A tribute to the unsung heroes of CHC’s Easter production, through the eyes of a Drama Ministry cast member.
A man staggered past me and collapses on the ground, weeping. The Roman soldiers drove the nails through Jesus’ bloodied palms on the cross and elevated Him to the scorn of those on the ground, as He bore not just the crushing physical pain but the weight of sin of all humanity. Jesus raised his voice and cried out, “It is finished!” One by one, the prostrated members of the crowd slowly got up and left, except for one man, Nicodemus, who was distraught at the injustice that took place.
This was City Harvest’s 2013 Easter drama, Crossroad, the story of one man’s choice to take the narrow path of truth, forgiveness and redemption or get swept up in the way of the world.
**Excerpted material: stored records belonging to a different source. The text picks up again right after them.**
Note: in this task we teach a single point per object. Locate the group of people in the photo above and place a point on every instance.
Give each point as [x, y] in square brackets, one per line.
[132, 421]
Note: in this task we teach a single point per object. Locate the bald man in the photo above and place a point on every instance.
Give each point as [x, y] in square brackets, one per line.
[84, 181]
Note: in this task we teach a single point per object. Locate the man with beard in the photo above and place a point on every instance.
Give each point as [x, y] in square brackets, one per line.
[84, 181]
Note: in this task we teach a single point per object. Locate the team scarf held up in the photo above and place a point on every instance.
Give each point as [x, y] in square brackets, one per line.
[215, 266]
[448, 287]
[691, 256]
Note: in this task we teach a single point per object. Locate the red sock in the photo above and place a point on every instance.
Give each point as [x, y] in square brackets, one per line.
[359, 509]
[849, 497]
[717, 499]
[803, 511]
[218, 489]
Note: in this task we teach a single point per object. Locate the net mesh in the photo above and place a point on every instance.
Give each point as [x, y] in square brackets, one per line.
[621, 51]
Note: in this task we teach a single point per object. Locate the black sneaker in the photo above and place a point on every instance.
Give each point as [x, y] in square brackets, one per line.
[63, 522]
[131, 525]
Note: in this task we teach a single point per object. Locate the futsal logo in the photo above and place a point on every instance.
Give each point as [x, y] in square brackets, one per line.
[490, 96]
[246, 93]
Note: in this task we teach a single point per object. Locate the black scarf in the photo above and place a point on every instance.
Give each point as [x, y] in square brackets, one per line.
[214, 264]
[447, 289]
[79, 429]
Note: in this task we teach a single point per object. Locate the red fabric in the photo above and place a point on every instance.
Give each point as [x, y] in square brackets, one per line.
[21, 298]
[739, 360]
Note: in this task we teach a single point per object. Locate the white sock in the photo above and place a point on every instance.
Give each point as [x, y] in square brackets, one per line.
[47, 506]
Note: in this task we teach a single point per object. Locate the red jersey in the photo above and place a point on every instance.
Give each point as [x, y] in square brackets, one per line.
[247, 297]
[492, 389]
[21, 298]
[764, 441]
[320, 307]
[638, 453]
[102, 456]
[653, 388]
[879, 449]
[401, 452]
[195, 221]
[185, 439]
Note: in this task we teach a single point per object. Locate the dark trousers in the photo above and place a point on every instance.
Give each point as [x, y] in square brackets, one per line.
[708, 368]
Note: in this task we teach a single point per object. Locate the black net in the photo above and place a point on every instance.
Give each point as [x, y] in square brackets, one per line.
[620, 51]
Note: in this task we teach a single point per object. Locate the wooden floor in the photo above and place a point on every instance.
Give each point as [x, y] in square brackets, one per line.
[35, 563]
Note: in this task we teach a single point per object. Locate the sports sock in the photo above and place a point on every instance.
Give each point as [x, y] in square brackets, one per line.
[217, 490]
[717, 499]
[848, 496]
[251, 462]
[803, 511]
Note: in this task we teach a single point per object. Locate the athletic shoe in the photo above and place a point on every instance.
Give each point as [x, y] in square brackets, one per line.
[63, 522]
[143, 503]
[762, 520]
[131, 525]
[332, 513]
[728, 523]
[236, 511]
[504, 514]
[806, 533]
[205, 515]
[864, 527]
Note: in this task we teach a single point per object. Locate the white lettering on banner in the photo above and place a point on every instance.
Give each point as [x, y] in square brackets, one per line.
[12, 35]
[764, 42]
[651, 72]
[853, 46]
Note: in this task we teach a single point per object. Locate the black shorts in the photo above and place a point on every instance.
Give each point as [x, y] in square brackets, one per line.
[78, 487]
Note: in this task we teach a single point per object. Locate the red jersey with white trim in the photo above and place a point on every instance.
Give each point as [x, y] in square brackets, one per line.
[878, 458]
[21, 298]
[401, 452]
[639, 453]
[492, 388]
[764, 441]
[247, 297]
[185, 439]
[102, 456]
The weeks leading up to the Easter weekend on Mar. 29 to 31, as with every year, were marked with late night rehearsals, lots of fellowship during waiting time and endless Bible jokes (“Jesus, King of Juice (Jews)” or “Judas Is-Carrot” (Iscariot)”. Despite all the fun and the laughter, Easter is a very serious affair in City Harvest Church, involving the combined efforts of over 100 volunteers across various ministries each year.
The audience usually only gets to see the actors perform, but the pillars of the show are the ones who aren’t seen on stage. From the backstage crew to the sound ministry volunteers, the scriptwriters and the directors, these are the people who help us actors and dancers to perform their parts. They are also usually the people who arrive the earliest, leave the latest, and yet still smile the widest.
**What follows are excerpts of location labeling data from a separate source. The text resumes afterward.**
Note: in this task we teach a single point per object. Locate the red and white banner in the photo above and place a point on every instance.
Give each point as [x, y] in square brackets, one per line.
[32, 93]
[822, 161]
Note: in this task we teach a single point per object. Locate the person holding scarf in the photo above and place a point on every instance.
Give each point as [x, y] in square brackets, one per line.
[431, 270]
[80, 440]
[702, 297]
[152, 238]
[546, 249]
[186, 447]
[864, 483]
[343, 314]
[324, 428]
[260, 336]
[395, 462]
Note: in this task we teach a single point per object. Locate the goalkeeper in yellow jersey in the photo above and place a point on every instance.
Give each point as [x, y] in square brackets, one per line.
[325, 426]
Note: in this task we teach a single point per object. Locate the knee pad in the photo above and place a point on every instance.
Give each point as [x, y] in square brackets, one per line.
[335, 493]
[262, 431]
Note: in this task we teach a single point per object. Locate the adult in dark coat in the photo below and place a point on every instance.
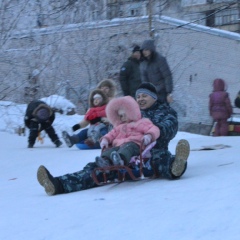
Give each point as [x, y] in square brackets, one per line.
[39, 116]
[130, 73]
[220, 107]
[163, 163]
[155, 69]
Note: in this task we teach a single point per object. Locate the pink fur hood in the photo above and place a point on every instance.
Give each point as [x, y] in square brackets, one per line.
[127, 104]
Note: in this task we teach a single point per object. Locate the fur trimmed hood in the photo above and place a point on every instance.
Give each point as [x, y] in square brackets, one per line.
[109, 83]
[219, 85]
[127, 104]
[97, 91]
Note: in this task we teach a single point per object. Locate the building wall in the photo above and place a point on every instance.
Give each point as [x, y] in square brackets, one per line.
[72, 59]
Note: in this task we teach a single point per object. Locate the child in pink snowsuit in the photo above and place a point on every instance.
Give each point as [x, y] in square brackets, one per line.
[220, 107]
[129, 131]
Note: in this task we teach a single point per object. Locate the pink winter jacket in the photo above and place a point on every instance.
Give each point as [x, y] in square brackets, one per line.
[132, 131]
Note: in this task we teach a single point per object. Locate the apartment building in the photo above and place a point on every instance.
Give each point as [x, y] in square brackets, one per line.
[222, 14]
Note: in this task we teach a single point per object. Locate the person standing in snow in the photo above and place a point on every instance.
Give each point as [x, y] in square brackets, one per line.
[155, 69]
[38, 117]
[220, 107]
[108, 88]
[129, 131]
[94, 117]
[129, 76]
[164, 164]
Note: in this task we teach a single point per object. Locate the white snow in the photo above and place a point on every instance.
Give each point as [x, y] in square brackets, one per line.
[204, 204]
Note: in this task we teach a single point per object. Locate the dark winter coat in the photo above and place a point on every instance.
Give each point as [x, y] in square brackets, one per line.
[130, 76]
[156, 71]
[219, 102]
[95, 114]
[32, 106]
[165, 118]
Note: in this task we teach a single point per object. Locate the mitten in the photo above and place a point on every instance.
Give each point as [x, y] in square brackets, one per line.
[76, 127]
[104, 143]
[92, 116]
[147, 139]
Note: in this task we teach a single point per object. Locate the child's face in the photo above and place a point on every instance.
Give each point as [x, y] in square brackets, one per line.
[97, 101]
[105, 89]
[123, 117]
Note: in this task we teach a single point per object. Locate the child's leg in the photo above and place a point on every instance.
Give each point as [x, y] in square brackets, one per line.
[33, 127]
[107, 153]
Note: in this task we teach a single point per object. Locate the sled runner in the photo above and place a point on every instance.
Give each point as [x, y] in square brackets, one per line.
[139, 168]
[83, 146]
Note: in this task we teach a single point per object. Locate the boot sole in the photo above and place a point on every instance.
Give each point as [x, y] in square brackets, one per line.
[182, 154]
[66, 139]
[44, 181]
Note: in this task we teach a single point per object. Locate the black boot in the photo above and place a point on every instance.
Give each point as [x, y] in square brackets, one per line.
[70, 140]
[52, 185]
[58, 143]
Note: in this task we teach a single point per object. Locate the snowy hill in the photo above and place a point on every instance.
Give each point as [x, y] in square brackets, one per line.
[203, 204]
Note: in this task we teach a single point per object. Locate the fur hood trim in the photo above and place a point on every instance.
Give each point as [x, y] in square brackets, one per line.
[109, 83]
[97, 91]
[127, 104]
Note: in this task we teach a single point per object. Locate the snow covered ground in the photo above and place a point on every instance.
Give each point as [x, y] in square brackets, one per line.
[204, 204]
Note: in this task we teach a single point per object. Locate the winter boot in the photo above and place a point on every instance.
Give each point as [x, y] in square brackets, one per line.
[70, 140]
[116, 159]
[58, 143]
[102, 162]
[181, 156]
[52, 185]
[30, 145]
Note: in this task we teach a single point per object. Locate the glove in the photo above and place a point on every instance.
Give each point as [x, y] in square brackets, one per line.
[76, 127]
[104, 143]
[92, 116]
[147, 139]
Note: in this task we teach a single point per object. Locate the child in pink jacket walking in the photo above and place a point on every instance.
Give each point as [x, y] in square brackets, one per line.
[129, 131]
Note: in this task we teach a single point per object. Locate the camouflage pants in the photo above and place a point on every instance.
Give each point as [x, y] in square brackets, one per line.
[80, 180]
[161, 161]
The backstage crew, together with the Costume Ministry, is largely responsible for the realistic ancient Jerusalem look and feel of the whole production. If our directors say we need fruit, there will be a cartful of apples the next day. The Costume Ministry members ensure that each cast member is properly draped with pin in place before they go on stage.
Then there’s the Make-up Ministry, whose members’ professionalism always ensures that actors are totally in character; they are also the ones responsible for creating Jesus’ stripes and wounds. Over the years, their skills have evolved to the point that even up close the sight of Jesus’ wounds can break your heart.
A first for a CHC drama production, this year’s Easter play featured breathtaking backdrops that were project on the LED wall, replacing bulky stage props and design. Behind it was the talented 25-year-old David Lee, a freelance animated graphics designer who stayed up all night editing the graphics till the morning of the very last show just to ensure that the Garden of Gethsemane looked real.
One of my friends who was watching the Easter service online sent me a text message to say that she was tremendously blessed by the Easter drama. This could have only been achieved thanks to the hard work of the members from the TV ministry, who managed to capture the nuances of the drama—not an easy feat considering it had to convey as much as possible the intimacy and closeness of a stage drama. Special mention also has to be given to backstage crew member frantically running after the cameras to gather up the cables, making sure that no one tripped over them—a very important job!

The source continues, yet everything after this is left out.